Para las primeras salidas busca agua plana, sin olas. El agua picada te obliga a corregir el equilibrio y la posición de la wing a la vez, y eso complica sin necesidad algo que ya es difícil. Un lago sin oleaje o una bahía resguardada valen mucho más que un día de viento perfecto en mar abierto.
Ponte protección desde el primer día: casco, chaleco de impacto y escarpines de neopreno. El foil tiene cantos afilados y en una caída te puedes cortar con ellos. Es la parte más barata del equipo y la última de la que tiene sentido prescindir.
Del efoil al wing foil, y de vuelta
El wing surf se aprende mucho más rápido cuando ya has volado con foil sin wing. Unas sesiones de surf foil o de sup foil te enseñan la parte difícil, que es la altura de vuelo, y te la enseñan sin nada tirando de los brazos.
Un efoil resuelve lo mismo con un motor y un control remoto. No dependes ni del viento ni de las olas, y repites el despegue decenas de veces en una sola salida. Después de una caída vuelves al punto de partida con el acelerador, no remando, y esa diferencia es la que multiplica los intentos por sesión.
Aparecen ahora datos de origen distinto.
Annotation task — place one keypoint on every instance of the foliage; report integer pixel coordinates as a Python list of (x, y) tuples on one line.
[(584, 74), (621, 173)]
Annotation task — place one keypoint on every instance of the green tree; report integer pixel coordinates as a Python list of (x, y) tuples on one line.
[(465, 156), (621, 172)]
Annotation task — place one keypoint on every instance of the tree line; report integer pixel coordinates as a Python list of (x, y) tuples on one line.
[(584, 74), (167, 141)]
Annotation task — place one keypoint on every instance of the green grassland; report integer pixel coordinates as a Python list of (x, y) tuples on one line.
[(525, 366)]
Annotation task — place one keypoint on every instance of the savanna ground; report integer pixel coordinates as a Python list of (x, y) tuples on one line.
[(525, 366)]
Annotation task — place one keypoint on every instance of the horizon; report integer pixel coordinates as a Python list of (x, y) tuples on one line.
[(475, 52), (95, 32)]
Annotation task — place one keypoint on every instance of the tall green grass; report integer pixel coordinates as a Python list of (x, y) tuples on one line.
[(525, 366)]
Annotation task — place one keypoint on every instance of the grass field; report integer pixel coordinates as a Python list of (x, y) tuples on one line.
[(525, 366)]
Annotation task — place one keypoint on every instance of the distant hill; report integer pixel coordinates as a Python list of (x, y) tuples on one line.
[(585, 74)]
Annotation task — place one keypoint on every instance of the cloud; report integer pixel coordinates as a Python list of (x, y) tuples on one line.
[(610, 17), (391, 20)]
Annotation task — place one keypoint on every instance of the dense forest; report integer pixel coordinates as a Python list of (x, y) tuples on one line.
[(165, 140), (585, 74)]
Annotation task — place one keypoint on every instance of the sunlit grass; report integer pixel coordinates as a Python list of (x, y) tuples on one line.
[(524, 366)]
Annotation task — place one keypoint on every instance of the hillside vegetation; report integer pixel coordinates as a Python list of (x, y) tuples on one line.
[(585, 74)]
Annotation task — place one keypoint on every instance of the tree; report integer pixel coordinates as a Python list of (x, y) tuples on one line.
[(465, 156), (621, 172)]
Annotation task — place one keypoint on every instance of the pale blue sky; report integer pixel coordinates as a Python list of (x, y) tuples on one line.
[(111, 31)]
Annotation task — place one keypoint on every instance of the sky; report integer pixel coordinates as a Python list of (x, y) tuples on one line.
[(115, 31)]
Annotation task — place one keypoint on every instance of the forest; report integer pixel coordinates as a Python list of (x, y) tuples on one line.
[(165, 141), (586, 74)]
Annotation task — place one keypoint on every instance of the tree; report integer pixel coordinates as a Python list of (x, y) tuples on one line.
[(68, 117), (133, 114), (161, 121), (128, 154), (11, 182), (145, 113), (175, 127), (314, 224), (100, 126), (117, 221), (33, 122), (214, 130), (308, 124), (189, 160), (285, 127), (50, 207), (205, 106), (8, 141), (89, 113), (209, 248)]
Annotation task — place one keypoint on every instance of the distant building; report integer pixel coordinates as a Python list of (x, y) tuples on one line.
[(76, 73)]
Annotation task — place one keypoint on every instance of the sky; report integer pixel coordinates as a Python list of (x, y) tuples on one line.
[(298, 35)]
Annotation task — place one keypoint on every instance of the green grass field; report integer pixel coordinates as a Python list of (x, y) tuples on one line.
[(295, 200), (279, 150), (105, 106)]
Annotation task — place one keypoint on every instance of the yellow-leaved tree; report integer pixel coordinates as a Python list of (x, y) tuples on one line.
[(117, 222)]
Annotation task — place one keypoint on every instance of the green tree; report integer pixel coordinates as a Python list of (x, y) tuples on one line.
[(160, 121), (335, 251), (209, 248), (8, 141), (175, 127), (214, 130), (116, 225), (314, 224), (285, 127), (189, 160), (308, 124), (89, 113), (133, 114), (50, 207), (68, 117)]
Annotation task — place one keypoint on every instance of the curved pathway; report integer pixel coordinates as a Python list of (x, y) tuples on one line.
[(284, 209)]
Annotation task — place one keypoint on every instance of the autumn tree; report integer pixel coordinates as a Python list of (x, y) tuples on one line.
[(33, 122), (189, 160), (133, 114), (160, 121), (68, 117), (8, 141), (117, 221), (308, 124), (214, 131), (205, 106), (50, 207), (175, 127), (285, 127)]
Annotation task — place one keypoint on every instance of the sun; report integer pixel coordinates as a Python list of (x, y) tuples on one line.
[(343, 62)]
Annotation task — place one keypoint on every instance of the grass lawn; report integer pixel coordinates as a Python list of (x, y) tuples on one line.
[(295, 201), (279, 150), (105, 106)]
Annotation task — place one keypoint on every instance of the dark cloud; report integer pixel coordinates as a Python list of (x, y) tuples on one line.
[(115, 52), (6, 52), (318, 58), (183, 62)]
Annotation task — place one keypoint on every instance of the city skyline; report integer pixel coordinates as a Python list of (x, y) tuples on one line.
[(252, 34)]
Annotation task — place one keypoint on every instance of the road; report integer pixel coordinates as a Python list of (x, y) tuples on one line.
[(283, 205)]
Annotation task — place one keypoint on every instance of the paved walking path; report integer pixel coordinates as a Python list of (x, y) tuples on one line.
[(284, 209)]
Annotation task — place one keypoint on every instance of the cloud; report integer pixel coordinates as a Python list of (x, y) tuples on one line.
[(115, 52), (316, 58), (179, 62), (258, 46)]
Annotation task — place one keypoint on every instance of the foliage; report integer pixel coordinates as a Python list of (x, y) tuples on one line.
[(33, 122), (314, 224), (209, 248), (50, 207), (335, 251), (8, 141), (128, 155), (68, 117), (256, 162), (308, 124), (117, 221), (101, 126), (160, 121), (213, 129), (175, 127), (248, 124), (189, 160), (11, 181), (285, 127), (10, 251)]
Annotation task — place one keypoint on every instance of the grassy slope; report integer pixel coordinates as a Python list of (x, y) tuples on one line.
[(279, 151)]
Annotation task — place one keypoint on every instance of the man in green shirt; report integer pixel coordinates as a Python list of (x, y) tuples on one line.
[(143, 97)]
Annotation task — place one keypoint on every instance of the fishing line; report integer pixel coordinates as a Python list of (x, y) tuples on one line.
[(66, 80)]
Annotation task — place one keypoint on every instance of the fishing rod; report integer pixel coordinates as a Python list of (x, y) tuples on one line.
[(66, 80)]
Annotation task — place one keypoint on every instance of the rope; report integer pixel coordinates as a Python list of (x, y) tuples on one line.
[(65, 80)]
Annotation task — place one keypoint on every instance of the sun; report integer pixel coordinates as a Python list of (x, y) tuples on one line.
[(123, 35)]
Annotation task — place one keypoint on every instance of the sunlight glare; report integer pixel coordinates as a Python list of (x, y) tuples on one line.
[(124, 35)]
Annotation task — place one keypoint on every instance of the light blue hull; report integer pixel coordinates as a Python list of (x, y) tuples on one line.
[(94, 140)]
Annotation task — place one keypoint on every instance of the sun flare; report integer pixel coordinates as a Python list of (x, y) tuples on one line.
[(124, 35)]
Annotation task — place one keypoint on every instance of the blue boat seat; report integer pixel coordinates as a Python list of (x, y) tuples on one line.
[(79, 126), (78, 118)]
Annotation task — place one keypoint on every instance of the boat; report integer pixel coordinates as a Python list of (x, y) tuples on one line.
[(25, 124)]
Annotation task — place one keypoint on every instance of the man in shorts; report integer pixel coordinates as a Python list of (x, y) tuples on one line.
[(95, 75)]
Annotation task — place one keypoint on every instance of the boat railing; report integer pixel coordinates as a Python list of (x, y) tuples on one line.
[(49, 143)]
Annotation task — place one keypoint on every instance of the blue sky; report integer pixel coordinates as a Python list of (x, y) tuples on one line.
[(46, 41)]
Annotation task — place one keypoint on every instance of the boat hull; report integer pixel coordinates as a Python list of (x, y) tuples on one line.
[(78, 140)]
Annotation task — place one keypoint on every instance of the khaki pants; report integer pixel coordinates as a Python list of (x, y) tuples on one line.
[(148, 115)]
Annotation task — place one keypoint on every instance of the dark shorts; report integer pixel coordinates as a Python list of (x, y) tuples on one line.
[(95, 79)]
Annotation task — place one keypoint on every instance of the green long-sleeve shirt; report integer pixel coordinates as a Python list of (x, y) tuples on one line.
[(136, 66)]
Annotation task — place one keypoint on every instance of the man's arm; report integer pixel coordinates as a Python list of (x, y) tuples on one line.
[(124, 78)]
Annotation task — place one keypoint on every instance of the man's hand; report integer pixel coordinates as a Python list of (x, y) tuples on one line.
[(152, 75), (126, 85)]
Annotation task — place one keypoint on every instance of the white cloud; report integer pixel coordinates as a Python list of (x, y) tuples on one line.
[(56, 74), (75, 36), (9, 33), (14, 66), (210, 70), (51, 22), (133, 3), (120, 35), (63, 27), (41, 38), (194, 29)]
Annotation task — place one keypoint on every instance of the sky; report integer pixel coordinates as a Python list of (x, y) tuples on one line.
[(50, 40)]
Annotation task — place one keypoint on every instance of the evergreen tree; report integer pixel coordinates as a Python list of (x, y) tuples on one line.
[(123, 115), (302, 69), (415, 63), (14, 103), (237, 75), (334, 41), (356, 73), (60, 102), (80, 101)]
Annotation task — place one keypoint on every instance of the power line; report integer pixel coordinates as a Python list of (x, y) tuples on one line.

A medio camino está el foil assist: una unidad de propulsión pequeña montada en el mástil que empuja lo justo para arrancar y se apaga en cuanto vuelas. El resto lo pones tú con las piernas. Entre esas tres puertas de entrada, la del wing foil es la que menos material caro exige para el primer día en el agua.
El camino también funciona al revés. Quien viene del windfoil ya lee el viento y sabe cuándo va a entrar una racha. La wing le resulta familiar desde el primer minuto: lo que tiene que soltar es el aparejo. En el kitefoil el vuelo ya está aprendido, y el cambio se reduce a dejar la barra y sujetar el ala con las dos manos.
Preguntas frecuentes
¿Qué diferencia hay entre wing surf y wing foil?
Wing surf es navegar de pie sobre una tabla con una wing inflable en las manos. Wing foil es esa misma escena con un hidrofoil montado bajo la tabla. En cuanto el foil levanta la tabla, la resistencia del agua cae y la velocidad sube. Dejas de navegar sobre el agua y pasas a volar por encima.
¿Cuánto viento hace falta para empezar?
Cuenta con veinte nudos para tus primeras salidas. Quien ya vuela con foil y se siente seguro despega con cuatro nudos menos. Por debajo de esa marca la wing no genera tracción suficiente y la sesión acaba en un rato nadando con la tabla al lado.
¿Hace falta saber volar con foil antes?
Obligatorio no es, pero acorta el aprendizaje de forma notable. Unas sesiones de surf foil o de sup foil, o un rato en un efoil, te enseñan a controlar la altura de vuelo mientras las manos siguen libres.
¿Qué tabla conviene al principio?
La más grande que consigas. Un volumen alto te sostiene parado, ponerte de pie deja de ser el problema del día y la cabeza queda libre para la wing. La tabla pequeña llega sola, cuando ya vuelas.
¿Qué protección hay que llevar?
Casco, chaleco de impacto y escarpines de neopreno. El foil tiene cantos afilados y en una caída te puedes cortar con ellos. Es lo que menos cuesta de todo el equipo y lo que más se agradece en la primera caída fuerte.
¿Se puede aprender en cualquier agua?
Para las primeras sesiones busca agua plana. Con oleaje corto trabajas el equilibrio y el ala al mismo tiempo, y las dos cosas juntas hunden la curva de aprendizaje. En una bahía resguardada avanzas mucho más rápido.
¿Sirve de algo venir del windsurf?
Sirve, y bastante. Quien viene del windsurf lee el viento y coloca la wing casi por instinto, porque los principios son los mismos que los de una vela. Lo que le falta es el foil, y eso se entrena aparte.